Il était environ neuf heures du matin ; c’était à la fin de novembre, par un
temps de dégel. Le train de Varsovie filait à toute vapeur vers Pétersbourg.
L’humidité et la brume étaient telles que le jour avait peine à percer ; à dix
pas à droite et à gauche de la voie on distinguait malaisément quoi que ce fût
par les fenêtres du wagon. Parmi les voyageurs, il y en avait qui revenaient
de l’étranger ; mais les compartiments de troisième, les plus remplis, étaient
occupés par de petites gens affairées qui ne venaient pas de bien loin. Tous,
naturellement, étaient fatigués et transis ; leurs yeux étaient bouffis, leur
visage reflétait la pâleur du brouillard.

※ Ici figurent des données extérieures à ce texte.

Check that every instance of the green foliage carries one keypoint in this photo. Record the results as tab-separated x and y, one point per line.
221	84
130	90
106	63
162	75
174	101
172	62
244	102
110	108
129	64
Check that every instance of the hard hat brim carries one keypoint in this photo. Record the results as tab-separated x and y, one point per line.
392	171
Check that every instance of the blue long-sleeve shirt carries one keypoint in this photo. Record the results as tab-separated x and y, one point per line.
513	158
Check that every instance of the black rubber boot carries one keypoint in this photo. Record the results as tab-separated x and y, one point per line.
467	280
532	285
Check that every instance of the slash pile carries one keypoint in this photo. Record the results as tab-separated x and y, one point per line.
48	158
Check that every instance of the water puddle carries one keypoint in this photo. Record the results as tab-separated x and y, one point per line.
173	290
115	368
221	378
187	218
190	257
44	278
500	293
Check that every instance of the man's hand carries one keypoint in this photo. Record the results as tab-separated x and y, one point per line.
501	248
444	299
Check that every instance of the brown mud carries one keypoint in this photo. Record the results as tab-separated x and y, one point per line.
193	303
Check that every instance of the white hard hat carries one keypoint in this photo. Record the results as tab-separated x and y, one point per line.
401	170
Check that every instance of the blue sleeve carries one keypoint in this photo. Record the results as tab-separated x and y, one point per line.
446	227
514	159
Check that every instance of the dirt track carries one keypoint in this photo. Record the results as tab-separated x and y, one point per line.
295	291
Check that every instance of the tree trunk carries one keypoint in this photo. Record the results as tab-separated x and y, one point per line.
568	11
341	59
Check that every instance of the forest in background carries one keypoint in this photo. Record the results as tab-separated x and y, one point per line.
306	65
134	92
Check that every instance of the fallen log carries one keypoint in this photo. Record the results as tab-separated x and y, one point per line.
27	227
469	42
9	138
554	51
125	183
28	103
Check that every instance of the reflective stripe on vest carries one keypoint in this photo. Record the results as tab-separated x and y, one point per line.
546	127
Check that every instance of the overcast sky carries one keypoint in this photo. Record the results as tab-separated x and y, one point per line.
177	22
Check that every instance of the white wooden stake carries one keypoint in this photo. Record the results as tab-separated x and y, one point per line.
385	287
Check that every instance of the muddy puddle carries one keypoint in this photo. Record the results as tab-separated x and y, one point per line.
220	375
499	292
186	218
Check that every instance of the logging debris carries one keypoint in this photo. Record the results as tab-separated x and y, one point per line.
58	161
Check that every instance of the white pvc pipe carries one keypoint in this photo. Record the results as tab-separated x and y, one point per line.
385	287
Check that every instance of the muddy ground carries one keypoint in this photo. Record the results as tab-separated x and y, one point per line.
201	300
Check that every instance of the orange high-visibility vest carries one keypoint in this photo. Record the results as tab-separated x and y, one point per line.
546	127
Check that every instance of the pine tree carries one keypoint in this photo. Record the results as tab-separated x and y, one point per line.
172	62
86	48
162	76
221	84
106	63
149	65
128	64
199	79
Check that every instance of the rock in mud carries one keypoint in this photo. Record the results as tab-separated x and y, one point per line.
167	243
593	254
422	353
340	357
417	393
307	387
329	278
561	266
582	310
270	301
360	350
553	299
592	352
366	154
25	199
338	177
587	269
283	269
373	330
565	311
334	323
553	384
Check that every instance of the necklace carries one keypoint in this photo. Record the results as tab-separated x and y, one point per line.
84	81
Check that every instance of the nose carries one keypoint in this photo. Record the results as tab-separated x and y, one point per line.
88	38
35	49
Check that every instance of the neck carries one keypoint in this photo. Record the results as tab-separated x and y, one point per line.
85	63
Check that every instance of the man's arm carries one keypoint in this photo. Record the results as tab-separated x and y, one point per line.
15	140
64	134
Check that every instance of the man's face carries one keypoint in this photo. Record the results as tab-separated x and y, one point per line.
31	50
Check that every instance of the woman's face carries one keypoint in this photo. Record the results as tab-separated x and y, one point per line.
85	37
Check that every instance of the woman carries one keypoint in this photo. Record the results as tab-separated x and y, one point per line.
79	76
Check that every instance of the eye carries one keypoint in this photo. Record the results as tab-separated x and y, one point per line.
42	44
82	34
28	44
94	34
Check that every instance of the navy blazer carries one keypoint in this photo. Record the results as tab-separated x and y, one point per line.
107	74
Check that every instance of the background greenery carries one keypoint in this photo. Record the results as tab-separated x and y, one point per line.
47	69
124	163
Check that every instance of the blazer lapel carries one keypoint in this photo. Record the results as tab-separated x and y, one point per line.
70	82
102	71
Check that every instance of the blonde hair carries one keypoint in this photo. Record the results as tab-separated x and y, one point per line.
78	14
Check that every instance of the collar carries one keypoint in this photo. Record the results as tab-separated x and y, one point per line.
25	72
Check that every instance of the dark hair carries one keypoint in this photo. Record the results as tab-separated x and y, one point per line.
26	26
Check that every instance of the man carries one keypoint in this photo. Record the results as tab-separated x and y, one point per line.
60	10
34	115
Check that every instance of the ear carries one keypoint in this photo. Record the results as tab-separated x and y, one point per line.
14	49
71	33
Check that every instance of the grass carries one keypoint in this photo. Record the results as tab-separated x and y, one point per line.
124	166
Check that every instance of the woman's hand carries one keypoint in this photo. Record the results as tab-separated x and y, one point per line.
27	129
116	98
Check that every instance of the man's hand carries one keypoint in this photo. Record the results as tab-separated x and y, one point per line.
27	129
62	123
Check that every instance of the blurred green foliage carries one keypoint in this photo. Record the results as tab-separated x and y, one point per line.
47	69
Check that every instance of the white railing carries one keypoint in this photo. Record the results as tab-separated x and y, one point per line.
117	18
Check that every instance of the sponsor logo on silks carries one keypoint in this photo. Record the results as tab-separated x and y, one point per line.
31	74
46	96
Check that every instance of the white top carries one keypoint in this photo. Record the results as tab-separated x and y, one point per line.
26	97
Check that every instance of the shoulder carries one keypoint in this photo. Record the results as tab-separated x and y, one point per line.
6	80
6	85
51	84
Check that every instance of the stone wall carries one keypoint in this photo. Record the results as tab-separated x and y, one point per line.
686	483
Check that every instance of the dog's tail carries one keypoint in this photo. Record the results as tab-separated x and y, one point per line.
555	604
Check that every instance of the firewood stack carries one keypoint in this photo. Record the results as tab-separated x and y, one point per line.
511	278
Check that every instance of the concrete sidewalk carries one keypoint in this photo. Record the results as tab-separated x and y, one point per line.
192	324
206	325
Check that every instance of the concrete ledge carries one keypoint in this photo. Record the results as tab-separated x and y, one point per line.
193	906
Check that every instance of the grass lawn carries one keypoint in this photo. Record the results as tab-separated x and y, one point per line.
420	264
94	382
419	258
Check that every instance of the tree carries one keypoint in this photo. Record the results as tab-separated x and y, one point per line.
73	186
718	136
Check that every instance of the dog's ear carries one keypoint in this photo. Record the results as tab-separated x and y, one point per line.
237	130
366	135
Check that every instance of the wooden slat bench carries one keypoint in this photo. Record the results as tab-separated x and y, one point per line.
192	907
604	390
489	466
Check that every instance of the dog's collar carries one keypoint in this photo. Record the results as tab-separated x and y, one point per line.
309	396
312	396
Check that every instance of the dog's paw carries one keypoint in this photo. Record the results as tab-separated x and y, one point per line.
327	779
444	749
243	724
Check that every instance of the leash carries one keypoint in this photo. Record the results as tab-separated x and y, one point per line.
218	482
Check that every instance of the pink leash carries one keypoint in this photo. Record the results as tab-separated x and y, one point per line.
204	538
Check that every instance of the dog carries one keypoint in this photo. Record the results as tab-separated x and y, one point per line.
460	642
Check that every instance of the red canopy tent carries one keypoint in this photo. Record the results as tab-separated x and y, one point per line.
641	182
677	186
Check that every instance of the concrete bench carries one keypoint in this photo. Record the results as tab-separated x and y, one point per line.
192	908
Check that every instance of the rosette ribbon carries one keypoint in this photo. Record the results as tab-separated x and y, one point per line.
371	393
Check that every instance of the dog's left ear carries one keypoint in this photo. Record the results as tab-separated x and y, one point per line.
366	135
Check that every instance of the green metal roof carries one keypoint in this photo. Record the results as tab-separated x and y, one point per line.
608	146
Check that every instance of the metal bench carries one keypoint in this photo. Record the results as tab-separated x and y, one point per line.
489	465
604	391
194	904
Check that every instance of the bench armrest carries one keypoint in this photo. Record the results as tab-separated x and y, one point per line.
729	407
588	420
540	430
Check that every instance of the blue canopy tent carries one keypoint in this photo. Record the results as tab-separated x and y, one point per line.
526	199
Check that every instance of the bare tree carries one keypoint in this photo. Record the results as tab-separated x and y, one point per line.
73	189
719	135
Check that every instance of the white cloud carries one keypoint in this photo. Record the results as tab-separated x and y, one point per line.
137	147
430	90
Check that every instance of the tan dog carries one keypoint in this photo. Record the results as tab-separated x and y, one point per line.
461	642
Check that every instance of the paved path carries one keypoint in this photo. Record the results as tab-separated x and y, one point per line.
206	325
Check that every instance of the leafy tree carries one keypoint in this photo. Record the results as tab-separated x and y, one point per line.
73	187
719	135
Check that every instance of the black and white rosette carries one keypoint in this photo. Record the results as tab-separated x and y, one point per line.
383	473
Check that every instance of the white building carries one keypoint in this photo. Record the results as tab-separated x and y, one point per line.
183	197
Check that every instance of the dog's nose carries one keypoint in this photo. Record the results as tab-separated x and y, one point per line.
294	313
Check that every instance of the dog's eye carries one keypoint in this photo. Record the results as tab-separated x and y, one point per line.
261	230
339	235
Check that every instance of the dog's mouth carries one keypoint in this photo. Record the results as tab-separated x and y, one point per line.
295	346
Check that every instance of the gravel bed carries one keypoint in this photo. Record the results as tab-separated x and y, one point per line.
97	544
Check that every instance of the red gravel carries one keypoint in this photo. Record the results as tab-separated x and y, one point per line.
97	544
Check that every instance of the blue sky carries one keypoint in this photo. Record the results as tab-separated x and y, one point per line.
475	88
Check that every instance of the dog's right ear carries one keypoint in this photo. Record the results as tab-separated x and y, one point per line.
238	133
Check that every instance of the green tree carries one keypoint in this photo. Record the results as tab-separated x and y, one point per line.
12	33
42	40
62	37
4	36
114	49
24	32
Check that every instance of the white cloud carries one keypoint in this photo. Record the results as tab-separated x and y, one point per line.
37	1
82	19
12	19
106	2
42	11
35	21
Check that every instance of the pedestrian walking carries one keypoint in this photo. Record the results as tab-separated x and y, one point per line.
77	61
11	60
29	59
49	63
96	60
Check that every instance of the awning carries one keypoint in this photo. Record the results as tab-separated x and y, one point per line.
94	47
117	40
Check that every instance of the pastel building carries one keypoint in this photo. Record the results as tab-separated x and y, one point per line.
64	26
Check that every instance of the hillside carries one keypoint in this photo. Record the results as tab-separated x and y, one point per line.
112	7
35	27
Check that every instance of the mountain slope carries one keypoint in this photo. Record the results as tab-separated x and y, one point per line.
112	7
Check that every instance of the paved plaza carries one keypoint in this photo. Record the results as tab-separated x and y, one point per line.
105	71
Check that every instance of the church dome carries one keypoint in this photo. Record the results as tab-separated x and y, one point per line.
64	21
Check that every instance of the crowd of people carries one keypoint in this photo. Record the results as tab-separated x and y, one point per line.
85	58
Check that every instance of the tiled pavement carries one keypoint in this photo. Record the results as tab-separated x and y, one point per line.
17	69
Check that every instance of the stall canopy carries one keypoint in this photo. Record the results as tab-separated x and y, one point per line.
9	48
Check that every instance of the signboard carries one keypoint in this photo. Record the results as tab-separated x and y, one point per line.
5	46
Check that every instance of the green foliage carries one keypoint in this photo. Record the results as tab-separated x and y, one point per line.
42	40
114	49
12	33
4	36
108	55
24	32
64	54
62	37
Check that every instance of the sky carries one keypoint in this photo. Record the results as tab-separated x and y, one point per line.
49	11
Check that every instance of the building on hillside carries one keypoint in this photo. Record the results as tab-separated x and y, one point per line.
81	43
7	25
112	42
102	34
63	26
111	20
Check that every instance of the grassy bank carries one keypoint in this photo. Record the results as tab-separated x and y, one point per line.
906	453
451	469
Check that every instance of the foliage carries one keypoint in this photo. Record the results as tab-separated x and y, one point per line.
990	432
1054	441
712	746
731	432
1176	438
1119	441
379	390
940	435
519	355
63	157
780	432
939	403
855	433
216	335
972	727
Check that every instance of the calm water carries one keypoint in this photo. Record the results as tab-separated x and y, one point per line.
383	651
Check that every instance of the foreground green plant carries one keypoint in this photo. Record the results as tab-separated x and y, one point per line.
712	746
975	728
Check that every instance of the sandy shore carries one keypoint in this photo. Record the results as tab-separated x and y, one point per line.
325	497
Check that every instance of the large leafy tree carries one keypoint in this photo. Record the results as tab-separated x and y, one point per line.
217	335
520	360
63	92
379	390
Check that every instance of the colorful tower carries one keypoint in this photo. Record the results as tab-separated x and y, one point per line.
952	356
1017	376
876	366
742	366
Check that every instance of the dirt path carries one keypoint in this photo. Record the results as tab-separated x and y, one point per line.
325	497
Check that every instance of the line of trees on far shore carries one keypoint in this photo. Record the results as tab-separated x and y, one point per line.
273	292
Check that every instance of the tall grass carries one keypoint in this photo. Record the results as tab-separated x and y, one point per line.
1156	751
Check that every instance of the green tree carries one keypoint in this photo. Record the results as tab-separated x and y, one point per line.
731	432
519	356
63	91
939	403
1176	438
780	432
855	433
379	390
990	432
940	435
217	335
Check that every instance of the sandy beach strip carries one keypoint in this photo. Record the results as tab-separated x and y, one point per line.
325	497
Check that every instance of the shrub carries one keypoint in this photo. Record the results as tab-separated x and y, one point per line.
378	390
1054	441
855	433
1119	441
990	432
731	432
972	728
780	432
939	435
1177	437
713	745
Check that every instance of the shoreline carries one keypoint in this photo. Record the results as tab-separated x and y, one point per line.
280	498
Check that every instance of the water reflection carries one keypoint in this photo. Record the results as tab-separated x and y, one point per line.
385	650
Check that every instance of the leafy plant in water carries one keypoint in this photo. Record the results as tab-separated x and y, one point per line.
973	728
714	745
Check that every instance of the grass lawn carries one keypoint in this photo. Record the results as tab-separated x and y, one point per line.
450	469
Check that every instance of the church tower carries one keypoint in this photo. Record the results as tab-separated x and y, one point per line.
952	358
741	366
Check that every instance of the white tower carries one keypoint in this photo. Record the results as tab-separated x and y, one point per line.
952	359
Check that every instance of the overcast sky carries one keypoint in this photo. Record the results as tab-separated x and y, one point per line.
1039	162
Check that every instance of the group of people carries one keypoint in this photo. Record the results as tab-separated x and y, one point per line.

Dans un des wagons de troisième classe deux voyageurs se faisaient visà-vis depuis l’aurore, contre une fenêtre ; c’étaient des jeunes gens vêtus
légèrement et sans recherche ; leurs traits étaient assez remarquables et leur
désir d’engager la conversation était manifeste. Si chacun d’eux avait pu se
douter de ce que son vis-à-vis offrait de singulier, ils se seraient certainement
étonnés du hasard qui les avait placés l’un en face de l’autre, dans une voiture
de troisième classe du train de Varsovie.